I'm also a Civil Engineer in the Air Force, which explains my absence.  I deployed last year to Afghanistan, where the board was blocked, so I was forced into a break.  Before I left, I was a Super Moderator and unless Bob tells me otherwise  will be easing back into that role as I remember how things work, read all of the revised policies and get used to the new layout.  I'm in the process of moving to San Antonio, Texas, so I'll be looking for a new place to train and only here about half time until I get settled in there.  I look forward to talking to everyone and hearing the great new ideas here!


----------



## Sukerkin (Jul 4, 2011)

Hey Buzzy :waves:.

Wonderful to see you back and so happy that you came through your tour unscathed {fingers crossed that that is true}.

Welcome back, good sir.


----------



## MBuzzy (Jul 4, 2011)

Yep, no problems.  Mission Complete, no new or unwanted holes in my body.  Aside from the fact that my kid got huge while I was gone, it was fun!


----------



## seasoned (Jul 4, 2011)

Welcome back, Craig. Thank you for your service.


----------



## Namii (Jul 4, 2011)

Welcome Back to both the forum and the States. Thanks for your service!


----------



## Makalakumu (Jul 4, 2011)

Welcome back, Craig!  I'm glad everything worked out in the 'stans and now you are back stateside.  Enjoy Texas!


----------



## Carol (Jul 4, 2011)

Welcome back Craig!  You've been missed.
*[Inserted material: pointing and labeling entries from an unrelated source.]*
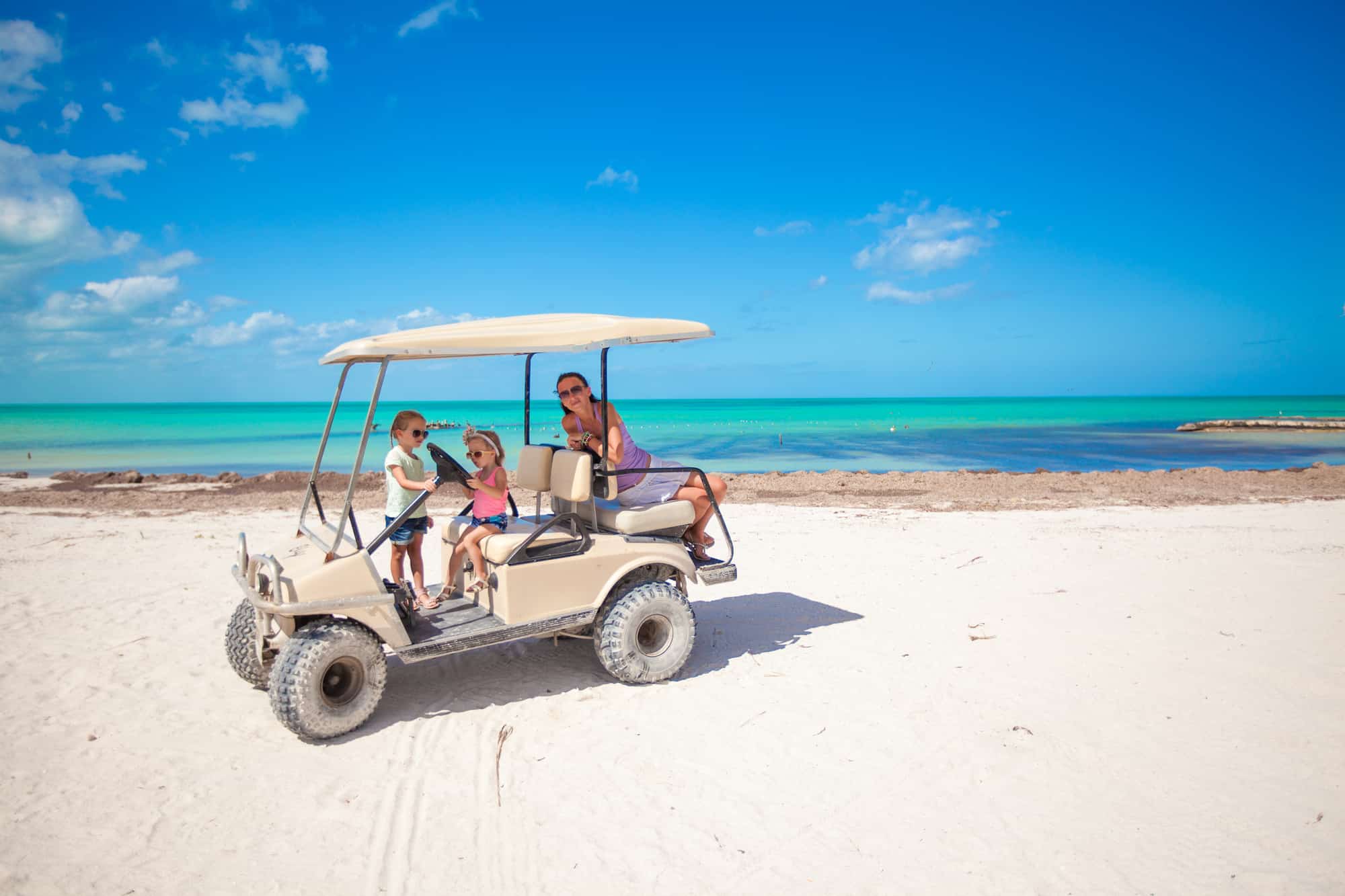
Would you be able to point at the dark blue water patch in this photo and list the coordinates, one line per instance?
(1149, 446)
(1011, 448)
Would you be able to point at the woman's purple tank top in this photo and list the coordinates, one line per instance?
(633, 456)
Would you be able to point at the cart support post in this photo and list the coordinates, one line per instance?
(603, 374)
(346, 514)
(322, 447)
(528, 401)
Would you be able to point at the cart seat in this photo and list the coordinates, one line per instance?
(498, 548)
(645, 518)
(572, 478)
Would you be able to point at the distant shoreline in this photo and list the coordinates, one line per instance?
(1268, 423)
(128, 491)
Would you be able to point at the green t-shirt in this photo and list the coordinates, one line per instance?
(399, 498)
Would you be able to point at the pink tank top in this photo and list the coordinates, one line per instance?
(486, 506)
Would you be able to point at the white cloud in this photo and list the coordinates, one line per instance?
(177, 261)
(271, 65)
(930, 241)
(884, 291)
(42, 222)
(24, 49)
(236, 111)
(883, 216)
(99, 304)
(161, 53)
(185, 314)
(787, 229)
(321, 337)
(268, 64)
(610, 177)
(430, 18)
(315, 58)
(69, 114)
(127, 294)
(233, 334)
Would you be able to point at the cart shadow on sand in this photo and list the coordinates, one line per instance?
(727, 628)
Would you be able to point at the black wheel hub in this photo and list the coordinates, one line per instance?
(342, 681)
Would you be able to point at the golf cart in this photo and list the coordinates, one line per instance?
(317, 614)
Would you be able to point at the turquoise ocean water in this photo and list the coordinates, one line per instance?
(727, 435)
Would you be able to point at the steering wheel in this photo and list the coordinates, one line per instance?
(447, 469)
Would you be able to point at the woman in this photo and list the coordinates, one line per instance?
(583, 424)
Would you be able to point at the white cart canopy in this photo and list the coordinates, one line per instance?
(516, 337)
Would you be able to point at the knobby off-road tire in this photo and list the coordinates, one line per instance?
(240, 645)
(645, 634)
(328, 678)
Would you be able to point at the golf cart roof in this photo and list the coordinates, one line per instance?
(520, 335)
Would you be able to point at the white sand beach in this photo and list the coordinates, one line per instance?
(1153, 704)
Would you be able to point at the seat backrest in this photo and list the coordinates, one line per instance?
(572, 475)
(535, 467)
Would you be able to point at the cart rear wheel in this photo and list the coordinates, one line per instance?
(241, 647)
(329, 678)
(646, 634)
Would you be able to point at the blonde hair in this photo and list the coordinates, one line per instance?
(406, 417)
(486, 435)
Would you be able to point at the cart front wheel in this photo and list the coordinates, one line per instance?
(329, 678)
(241, 647)
(645, 634)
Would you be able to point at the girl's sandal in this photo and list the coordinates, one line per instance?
(697, 549)
(424, 600)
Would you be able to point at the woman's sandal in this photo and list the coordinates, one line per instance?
(424, 600)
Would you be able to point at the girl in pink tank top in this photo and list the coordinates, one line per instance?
(489, 490)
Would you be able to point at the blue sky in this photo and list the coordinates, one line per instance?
(197, 202)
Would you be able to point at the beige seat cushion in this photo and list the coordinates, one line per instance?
(535, 469)
(498, 548)
(642, 518)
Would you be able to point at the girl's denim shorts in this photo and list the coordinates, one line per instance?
(404, 533)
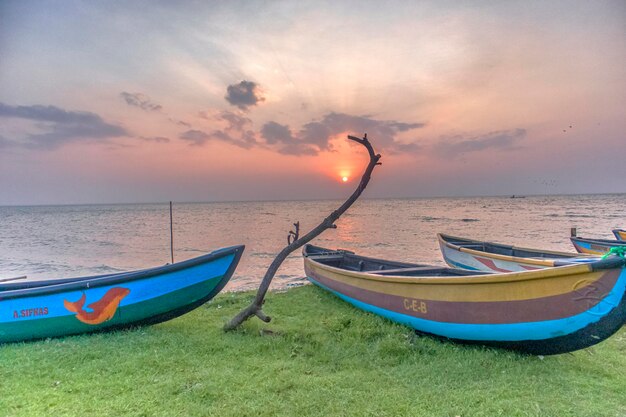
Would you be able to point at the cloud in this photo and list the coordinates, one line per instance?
(236, 131)
(275, 133)
(195, 137)
(315, 136)
(6, 143)
(501, 139)
(140, 100)
(60, 126)
(244, 94)
(157, 139)
(312, 138)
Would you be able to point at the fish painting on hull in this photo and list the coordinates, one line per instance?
(103, 309)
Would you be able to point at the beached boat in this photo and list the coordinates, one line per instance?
(477, 255)
(595, 246)
(547, 311)
(51, 308)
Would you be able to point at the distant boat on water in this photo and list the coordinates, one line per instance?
(620, 234)
(41, 309)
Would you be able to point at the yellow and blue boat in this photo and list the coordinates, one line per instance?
(52, 308)
(546, 311)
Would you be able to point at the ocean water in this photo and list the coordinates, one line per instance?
(48, 242)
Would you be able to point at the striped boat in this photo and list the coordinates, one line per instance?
(543, 312)
(620, 234)
(594, 246)
(51, 308)
(477, 255)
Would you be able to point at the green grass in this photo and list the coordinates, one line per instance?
(318, 357)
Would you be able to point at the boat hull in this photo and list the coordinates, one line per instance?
(473, 255)
(541, 312)
(116, 301)
(595, 246)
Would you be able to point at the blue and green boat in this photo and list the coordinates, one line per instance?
(59, 307)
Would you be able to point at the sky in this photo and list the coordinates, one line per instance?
(151, 101)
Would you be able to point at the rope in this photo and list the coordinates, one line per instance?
(617, 251)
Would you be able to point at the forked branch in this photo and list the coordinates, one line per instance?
(294, 241)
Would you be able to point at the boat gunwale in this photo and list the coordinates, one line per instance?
(575, 269)
(116, 278)
(604, 242)
(533, 261)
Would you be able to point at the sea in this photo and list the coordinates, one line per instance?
(51, 242)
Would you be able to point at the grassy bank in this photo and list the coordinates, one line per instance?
(318, 357)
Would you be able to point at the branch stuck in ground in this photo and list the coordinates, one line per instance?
(294, 241)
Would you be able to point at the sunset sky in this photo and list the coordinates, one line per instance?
(142, 101)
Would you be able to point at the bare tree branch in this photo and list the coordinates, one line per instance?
(294, 241)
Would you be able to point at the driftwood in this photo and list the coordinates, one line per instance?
(294, 241)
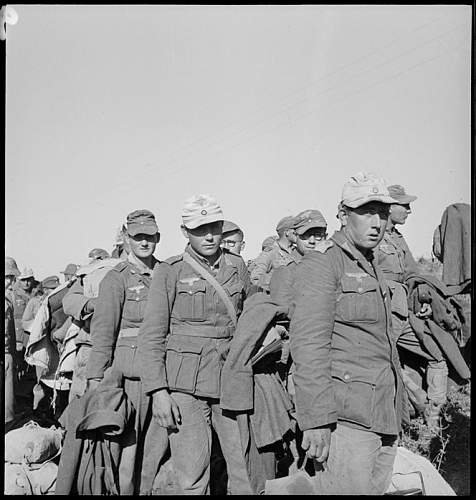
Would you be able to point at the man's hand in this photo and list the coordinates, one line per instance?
(92, 383)
(165, 409)
(317, 443)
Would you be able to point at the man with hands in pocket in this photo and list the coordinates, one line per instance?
(349, 391)
(183, 341)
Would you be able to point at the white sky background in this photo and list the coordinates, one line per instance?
(267, 108)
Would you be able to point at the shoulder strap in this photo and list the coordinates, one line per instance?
(221, 292)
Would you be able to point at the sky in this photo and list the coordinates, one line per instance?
(269, 109)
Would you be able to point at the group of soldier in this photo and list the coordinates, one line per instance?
(165, 329)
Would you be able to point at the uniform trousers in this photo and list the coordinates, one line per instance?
(190, 446)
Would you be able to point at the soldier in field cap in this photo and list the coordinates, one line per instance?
(396, 261)
(280, 255)
(118, 314)
(233, 237)
(349, 391)
(190, 318)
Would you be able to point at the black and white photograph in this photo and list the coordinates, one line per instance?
(238, 249)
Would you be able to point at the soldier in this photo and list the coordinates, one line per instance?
(22, 292)
(69, 271)
(118, 314)
(233, 237)
(396, 261)
(11, 273)
(189, 321)
(98, 254)
(281, 254)
(349, 396)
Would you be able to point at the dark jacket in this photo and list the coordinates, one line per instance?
(242, 387)
(120, 305)
(347, 365)
(91, 450)
(186, 330)
(452, 246)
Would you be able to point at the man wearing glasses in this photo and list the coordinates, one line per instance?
(233, 237)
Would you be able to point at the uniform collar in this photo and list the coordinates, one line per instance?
(139, 265)
(203, 260)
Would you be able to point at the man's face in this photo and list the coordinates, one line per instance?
(233, 242)
(307, 241)
(365, 225)
(142, 245)
(398, 213)
(205, 239)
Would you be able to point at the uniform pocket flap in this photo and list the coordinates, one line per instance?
(358, 285)
(356, 374)
(191, 288)
(187, 345)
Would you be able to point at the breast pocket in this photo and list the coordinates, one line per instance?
(134, 305)
(355, 395)
(191, 301)
(358, 300)
(182, 362)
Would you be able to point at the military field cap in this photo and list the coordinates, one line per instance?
(26, 273)
(141, 222)
(309, 219)
(364, 187)
(11, 268)
(70, 269)
(201, 209)
(229, 226)
(268, 242)
(50, 282)
(397, 192)
(98, 254)
(285, 223)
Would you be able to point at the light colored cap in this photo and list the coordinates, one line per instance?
(201, 209)
(364, 187)
(229, 227)
(398, 193)
(309, 219)
(26, 273)
(11, 268)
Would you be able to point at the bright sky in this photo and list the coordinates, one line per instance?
(267, 108)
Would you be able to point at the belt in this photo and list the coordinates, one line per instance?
(394, 277)
(128, 332)
(211, 332)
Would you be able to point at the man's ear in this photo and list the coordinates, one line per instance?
(184, 231)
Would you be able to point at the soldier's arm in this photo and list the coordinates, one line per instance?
(310, 340)
(262, 265)
(155, 328)
(105, 323)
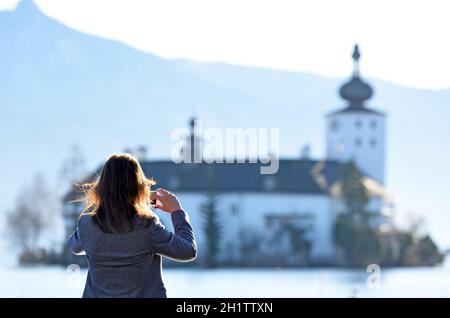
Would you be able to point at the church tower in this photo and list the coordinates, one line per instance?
(357, 132)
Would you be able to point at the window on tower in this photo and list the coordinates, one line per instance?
(334, 125)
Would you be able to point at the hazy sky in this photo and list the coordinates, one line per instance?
(401, 41)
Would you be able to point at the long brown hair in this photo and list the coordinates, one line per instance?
(118, 195)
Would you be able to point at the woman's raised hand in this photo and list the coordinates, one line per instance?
(165, 200)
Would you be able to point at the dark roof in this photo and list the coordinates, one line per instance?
(293, 176)
(350, 109)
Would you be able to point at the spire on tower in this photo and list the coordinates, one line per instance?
(356, 55)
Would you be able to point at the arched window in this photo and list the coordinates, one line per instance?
(373, 124)
(334, 125)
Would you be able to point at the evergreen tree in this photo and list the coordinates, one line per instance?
(354, 193)
(360, 242)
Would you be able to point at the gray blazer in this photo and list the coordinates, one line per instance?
(129, 264)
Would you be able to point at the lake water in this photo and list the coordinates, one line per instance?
(411, 282)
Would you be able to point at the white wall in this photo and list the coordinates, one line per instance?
(342, 136)
(251, 211)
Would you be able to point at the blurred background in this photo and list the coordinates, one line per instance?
(358, 90)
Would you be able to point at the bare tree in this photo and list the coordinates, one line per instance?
(33, 214)
(73, 168)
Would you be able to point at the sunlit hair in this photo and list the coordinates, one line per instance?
(118, 195)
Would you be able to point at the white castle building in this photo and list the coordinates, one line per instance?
(288, 216)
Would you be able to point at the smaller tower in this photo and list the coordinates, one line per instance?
(193, 146)
(357, 132)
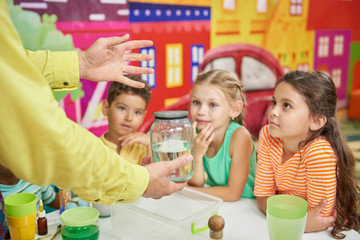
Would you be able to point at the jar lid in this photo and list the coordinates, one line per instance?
(79, 216)
(171, 114)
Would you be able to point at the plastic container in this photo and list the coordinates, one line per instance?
(171, 136)
(80, 223)
(182, 215)
(20, 204)
(286, 217)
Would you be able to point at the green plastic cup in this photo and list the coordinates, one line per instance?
(80, 223)
(286, 217)
(20, 204)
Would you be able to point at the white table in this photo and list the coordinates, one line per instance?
(243, 220)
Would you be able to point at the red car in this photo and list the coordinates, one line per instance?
(258, 71)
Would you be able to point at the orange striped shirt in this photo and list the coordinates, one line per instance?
(310, 173)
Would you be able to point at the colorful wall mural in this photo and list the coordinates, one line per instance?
(301, 34)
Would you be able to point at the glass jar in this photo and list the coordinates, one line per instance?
(80, 223)
(171, 136)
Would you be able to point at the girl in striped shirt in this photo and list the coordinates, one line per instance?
(302, 152)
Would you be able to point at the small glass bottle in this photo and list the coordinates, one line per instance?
(42, 221)
(171, 136)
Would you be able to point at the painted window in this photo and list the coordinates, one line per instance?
(296, 7)
(256, 75)
(229, 4)
(226, 63)
(261, 6)
(149, 78)
(303, 67)
(174, 66)
(323, 47)
(197, 56)
(336, 77)
(338, 45)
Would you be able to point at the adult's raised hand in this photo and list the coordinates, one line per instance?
(106, 60)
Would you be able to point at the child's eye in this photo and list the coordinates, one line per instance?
(213, 105)
(195, 102)
(138, 112)
(287, 106)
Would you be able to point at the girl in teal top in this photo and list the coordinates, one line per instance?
(224, 153)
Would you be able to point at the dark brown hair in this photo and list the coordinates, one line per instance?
(116, 88)
(228, 83)
(319, 92)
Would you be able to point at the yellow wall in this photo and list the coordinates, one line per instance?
(244, 24)
(287, 37)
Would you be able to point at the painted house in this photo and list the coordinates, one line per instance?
(181, 36)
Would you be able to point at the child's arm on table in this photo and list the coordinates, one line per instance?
(201, 144)
(137, 137)
(321, 194)
(240, 150)
(315, 221)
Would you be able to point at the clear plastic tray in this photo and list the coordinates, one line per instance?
(182, 215)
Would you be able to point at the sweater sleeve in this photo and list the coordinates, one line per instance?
(59, 75)
(41, 145)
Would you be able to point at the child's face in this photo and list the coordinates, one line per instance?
(209, 106)
(125, 114)
(289, 118)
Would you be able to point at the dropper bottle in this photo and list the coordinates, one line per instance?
(42, 221)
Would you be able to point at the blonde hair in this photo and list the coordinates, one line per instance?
(228, 83)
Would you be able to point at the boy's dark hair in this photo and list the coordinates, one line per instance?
(116, 88)
(319, 92)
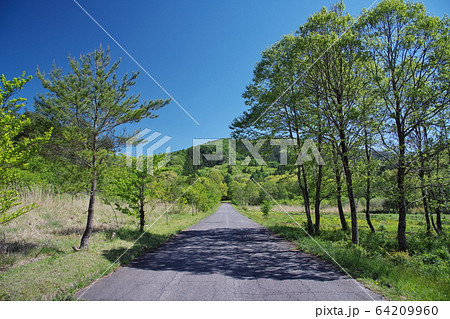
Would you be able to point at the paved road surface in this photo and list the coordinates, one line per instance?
(227, 256)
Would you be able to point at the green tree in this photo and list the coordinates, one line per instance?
(14, 152)
(90, 103)
(410, 52)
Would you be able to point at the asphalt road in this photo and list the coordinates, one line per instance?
(227, 256)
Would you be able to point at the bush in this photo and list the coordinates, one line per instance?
(266, 206)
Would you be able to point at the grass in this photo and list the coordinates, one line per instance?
(421, 273)
(37, 261)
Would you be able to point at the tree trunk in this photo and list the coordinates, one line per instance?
(141, 213)
(318, 190)
(337, 173)
(90, 220)
(401, 173)
(305, 193)
(369, 222)
(349, 182)
(368, 181)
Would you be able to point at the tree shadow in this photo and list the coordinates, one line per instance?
(78, 230)
(21, 247)
(242, 253)
(141, 243)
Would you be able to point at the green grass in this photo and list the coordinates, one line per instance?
(41, 265)
(422, 273)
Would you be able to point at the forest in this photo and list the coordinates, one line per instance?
(370, 95)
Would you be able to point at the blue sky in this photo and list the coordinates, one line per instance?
(201, 52)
Glad you and the family are OK, and looking forward to seeing you more around the neighborhood


----------



## IcemanSK (Jul 5, 2011)

Welcome back, Craig! Thanks for your service! Look forward to your contributions in the future.


----------



## Jenna (Jul 5, 2011)

Good seeing you back mister


----------



## Darksoul (Jul 5, 2011)

Welcome back Dude!

Andrew


----------



## Kacey (Jul 5, 2011)

Welcome back, and thanks for your service!!! <bows>


----------



## OKenpo942 (Jul 5, 2011)

Welcome back to the States and to MT. Thank you for the sacrifices you have made to keep us and others free.

James


----------



## Yondanchris (Jul 5, 2011)

Welcome back and thank you for your service :salute:


----------



## MBuzzy (Jul 5, 2011)

Thanks very much everyone!  I'm definitely glad to be back.  The movers get here tomorrow and the mother in law heads home on Thursday morning, so I may be a bit sparse until I get to SA....but I'm excited to get caught up with everything!!


----------



## Jade Tigress (Jul 6, 2011)

WooHoo! Welcome back Craig! Glad you are back safe and sound. You were missed!!!


----------



## oftheherd1 (Jul 7, 2011)

Welcome back.  As you will note, I haven't been here long enough to have known you before.  But from the enthusiastic posts above, I will look forward to seeing more of you here.


----------